I was outside in Tucson one May moonless evening well after sunset, armed with a digital watch, preparing to see if I could do some magic. In the northeast, Pontatoc Ridge stood silent, an oblique black line sloping downward from the lower part of the Santa Catalina Mountains to the east, as if to tell me there was nothing to see. Well, not yet. I looked at the time: one minute to go. The spring stars of Arcturus and Spica were well above the horizon.
I looked again at my watch with my red light, Ten seconds to go, then as I looked towards the ridge, I said aloud, “Four, three, two, one, RISE!” The star Vega suddenly appeared.
Wow, like magic. It wasn’t, of course, but still pretty cool.
I like Vega. It’s bright, high overhead in summer, and in the beautiful constellation Lyra the Harp, which contains a globular cluster M56 and the famous Ring Nebula, M57, a picture of which Trekkies saw on the USS Enterprise. Vega conveniently rose over an sharply defined horizon, rather than the flat horizon, where obstructions, refraction, and thickness of looking through more atmosphere make exact timing difficult.
Two nights earlier, I noted Vega shortly after its rising and decided the following night to look earlier to get the exact time. I did just that. The stars rise about 4 minutes earlier each night or two hours earlier each month. Multiply 2 hours by 12 months, and the cycle begins anew. With the exact time of Vega’s rising, I went out the third night to see if the rising was 3 minutes 56 seconds earlier, a more exact time. It was. May in Arizona often allowed three consecutive clear nights.
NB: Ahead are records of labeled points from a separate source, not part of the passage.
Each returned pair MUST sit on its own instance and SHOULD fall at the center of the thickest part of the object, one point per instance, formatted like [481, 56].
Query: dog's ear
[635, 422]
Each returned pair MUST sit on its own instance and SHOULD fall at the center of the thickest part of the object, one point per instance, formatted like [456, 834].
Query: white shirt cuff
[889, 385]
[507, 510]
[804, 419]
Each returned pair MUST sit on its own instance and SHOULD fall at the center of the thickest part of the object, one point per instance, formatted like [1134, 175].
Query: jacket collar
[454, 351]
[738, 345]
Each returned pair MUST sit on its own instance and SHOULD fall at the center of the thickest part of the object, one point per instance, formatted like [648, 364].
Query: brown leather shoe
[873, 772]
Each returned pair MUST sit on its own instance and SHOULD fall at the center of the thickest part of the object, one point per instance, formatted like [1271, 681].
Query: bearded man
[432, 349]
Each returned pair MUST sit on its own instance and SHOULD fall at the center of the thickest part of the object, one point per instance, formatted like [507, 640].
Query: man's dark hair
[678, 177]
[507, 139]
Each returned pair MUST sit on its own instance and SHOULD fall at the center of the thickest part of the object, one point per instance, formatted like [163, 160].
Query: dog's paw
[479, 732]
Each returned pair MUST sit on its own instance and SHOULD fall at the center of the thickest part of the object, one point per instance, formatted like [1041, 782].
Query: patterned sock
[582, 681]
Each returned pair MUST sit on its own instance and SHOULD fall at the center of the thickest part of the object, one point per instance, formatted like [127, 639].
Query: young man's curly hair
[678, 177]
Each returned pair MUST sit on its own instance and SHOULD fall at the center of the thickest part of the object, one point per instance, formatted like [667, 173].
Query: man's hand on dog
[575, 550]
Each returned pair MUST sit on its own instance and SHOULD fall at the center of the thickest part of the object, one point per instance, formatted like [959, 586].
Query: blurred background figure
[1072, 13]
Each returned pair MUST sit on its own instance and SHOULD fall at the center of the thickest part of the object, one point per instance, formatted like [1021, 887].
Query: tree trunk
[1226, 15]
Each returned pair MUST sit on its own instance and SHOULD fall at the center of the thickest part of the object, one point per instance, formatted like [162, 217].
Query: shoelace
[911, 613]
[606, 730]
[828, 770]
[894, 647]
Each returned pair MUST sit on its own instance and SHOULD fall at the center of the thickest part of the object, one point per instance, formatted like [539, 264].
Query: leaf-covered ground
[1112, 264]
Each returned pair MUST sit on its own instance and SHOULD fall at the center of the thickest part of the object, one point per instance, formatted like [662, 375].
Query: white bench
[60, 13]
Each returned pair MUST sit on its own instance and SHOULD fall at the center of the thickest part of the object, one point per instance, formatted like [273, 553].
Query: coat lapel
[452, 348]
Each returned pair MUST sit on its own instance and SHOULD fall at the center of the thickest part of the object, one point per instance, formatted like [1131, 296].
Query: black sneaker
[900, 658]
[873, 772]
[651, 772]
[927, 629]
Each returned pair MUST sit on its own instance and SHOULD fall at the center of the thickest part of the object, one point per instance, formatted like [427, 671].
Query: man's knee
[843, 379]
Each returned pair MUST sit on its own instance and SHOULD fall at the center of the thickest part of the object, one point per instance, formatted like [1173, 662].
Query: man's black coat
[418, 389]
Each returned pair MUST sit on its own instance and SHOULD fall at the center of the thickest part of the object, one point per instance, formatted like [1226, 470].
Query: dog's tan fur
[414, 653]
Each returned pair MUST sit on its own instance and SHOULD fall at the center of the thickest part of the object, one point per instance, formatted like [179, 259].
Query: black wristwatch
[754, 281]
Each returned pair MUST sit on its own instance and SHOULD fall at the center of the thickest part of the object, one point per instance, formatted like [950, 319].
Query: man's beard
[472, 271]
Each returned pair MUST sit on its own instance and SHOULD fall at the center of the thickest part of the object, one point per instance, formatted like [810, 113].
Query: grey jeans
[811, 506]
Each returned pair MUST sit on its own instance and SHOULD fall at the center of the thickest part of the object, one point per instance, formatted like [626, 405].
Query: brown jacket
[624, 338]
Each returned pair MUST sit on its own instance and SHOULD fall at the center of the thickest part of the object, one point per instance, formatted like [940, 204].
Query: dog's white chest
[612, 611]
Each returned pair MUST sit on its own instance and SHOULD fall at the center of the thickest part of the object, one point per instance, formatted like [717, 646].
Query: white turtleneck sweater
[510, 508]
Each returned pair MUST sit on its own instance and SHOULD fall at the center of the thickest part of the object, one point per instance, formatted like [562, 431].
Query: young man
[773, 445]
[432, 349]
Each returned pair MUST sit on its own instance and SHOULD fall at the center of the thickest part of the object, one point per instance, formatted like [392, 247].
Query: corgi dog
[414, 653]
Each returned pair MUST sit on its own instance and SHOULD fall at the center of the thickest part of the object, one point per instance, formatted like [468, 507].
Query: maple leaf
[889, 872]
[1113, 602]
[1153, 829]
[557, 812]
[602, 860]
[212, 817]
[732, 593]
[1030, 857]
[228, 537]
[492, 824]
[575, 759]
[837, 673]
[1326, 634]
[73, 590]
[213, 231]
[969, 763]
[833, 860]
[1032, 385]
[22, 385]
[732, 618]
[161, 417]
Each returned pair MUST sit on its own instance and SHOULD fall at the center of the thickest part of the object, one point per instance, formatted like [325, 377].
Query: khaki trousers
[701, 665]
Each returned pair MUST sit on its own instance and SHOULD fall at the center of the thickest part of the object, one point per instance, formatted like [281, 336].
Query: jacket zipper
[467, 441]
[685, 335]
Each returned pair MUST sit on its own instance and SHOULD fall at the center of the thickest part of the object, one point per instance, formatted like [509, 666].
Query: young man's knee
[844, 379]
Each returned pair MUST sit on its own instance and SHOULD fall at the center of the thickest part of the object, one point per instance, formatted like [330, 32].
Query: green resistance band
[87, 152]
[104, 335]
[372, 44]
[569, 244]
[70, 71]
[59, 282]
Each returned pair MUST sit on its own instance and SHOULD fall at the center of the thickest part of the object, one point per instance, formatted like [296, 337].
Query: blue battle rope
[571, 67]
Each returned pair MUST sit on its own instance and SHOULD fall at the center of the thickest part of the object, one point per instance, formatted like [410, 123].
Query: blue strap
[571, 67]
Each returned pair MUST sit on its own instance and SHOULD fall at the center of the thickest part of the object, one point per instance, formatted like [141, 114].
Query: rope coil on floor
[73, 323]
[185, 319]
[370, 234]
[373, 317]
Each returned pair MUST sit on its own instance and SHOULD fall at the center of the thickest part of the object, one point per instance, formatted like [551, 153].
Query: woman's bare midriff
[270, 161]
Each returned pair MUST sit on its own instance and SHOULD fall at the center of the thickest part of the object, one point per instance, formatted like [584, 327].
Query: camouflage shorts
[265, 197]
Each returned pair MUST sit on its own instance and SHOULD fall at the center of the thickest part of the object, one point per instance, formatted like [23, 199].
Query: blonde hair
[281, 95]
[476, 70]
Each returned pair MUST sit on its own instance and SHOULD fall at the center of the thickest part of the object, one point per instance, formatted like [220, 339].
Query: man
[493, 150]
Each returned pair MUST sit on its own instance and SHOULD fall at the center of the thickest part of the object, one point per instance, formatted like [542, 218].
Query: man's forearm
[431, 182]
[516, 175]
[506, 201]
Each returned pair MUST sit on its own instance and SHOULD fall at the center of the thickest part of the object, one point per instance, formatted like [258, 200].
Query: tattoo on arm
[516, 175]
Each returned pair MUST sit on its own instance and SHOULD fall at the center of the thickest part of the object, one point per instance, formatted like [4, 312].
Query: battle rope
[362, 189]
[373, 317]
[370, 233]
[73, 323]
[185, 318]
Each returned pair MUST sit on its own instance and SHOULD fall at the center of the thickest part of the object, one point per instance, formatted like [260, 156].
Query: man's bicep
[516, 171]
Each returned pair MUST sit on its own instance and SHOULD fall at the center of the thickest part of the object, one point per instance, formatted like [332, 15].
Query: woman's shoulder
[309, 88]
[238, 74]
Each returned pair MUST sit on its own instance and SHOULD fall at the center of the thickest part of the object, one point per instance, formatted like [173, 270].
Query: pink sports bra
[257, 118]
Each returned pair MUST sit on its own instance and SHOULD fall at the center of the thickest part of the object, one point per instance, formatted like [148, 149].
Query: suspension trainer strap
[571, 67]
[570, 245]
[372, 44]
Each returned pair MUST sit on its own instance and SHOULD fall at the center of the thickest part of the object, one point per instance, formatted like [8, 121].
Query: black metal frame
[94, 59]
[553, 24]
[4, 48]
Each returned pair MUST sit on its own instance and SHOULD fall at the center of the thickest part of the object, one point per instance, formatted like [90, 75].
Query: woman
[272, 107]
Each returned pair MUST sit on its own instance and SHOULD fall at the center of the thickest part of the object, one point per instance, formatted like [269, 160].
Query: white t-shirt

The stars rise and set because of the Earth’s rotation, but the Earth, with its tilted axis, revolves about the Sun, which changes where and when the sun rises. The stars are so much further away they are essentially fixed in position, no matter where we are in our orbit. Vega is 1.6 million times further away than the Sun. From one rising to another of Vega—or any other nighttime star—is the 360 degree rotational period of the Earth, the sidereal day. It’s 3 minutes and 56.1 seconds less than our 24 hour solar day, our clock time, 366 sidereal days in a 365 day year.
Do the math: There are 1440 minutes in our solar day. Three minutes 56.1 seconds earlier a day over 366 days is 1440.01 minutes.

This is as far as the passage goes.